My research project aimed to explore an important gap in the intersection of mathematical reasoning, talk and talk cue cards. My research was titled ‘Key Stage 2 Children’s Experiences of Talk Cue Cards to Support Mathematical Reasoning (Case Study of 8 Children Working in Pairs)’.

I chose it because I had noticed an important theme across many of my observations over the year, which I considered worthy of investigating at MA level. Irrespective of attainment levels, I had observed that children appeared to have difficulties reasoning mathematically.  Often adult perspectives inform research. In this project, children were at the heart of the research, in order to understand more about their experience of mathematical talk and reasoning.

The impact of my dissertation

The impact of my dissertation is that it allowed me to examine my own classroom practice through the lens of the children, with implications for other classes and primary schools and policy. Talk deserves its place in mathematics and in any subject.

I have had the chance to share my findings with other practitioners and also shared the positive impact of allowing learners to have their own copies of stem sentences and questions, rather than these being on the wall. Children found that talk cue cards help provide a helpful starting point for talk.
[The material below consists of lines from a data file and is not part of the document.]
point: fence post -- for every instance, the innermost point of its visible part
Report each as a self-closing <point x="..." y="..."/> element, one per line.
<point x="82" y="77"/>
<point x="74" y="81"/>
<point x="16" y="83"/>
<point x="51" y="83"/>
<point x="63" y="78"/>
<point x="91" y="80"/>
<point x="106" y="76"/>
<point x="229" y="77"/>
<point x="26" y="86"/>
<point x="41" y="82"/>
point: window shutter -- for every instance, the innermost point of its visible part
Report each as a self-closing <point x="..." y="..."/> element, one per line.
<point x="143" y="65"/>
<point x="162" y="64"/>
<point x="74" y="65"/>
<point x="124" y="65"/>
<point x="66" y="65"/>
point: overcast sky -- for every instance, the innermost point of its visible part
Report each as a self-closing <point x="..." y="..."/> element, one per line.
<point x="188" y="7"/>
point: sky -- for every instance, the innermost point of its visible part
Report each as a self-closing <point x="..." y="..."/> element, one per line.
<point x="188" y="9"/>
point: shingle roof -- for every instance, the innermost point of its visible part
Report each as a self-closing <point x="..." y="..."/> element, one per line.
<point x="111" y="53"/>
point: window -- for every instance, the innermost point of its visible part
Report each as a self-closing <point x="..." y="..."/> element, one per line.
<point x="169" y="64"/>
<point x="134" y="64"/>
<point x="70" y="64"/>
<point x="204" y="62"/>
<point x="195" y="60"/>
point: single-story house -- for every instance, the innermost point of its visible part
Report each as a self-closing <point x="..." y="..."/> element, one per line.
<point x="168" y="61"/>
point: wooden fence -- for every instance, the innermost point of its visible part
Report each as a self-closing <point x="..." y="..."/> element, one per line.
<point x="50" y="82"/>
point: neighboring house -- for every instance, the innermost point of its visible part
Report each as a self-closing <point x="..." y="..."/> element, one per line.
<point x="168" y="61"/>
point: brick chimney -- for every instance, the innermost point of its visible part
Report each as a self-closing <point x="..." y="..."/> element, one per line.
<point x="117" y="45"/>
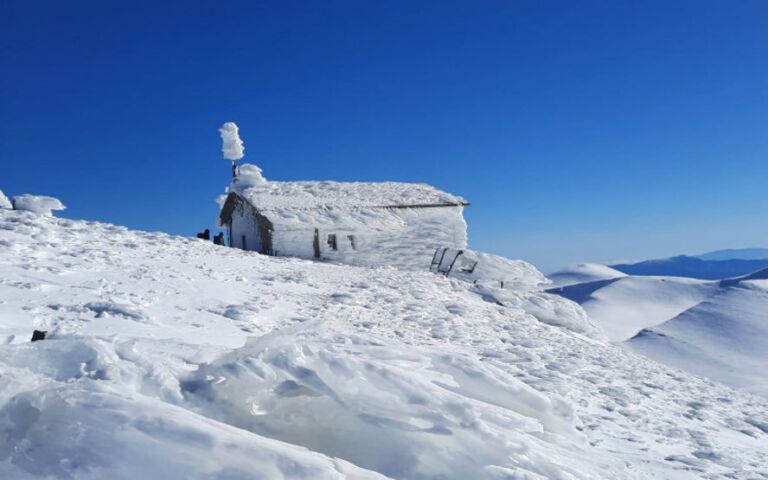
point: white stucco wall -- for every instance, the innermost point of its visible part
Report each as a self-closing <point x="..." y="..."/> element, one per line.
<point x="401" y="237"/>
<point x="245" y="226"/>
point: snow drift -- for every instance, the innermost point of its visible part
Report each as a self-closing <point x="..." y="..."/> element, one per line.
<point x="5" y="204"/>
<point x="232" y="146"/>
<point x="40" y="204"/>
My dissertation also explored how some children modified the stem sentences, after becoming much more familiar with them, or added words to make their partner’s response much more specific within the mathematical context.

I don’t believe this would have happened without the rigour of doing the MA!

My advice to future students 

  • Go for it – it is never too early or late to start!
  • Keep asking questions when you read. Why have they said this? Who holds an opposing view?
  • Don’t be too precious about a viewpoint – it can change.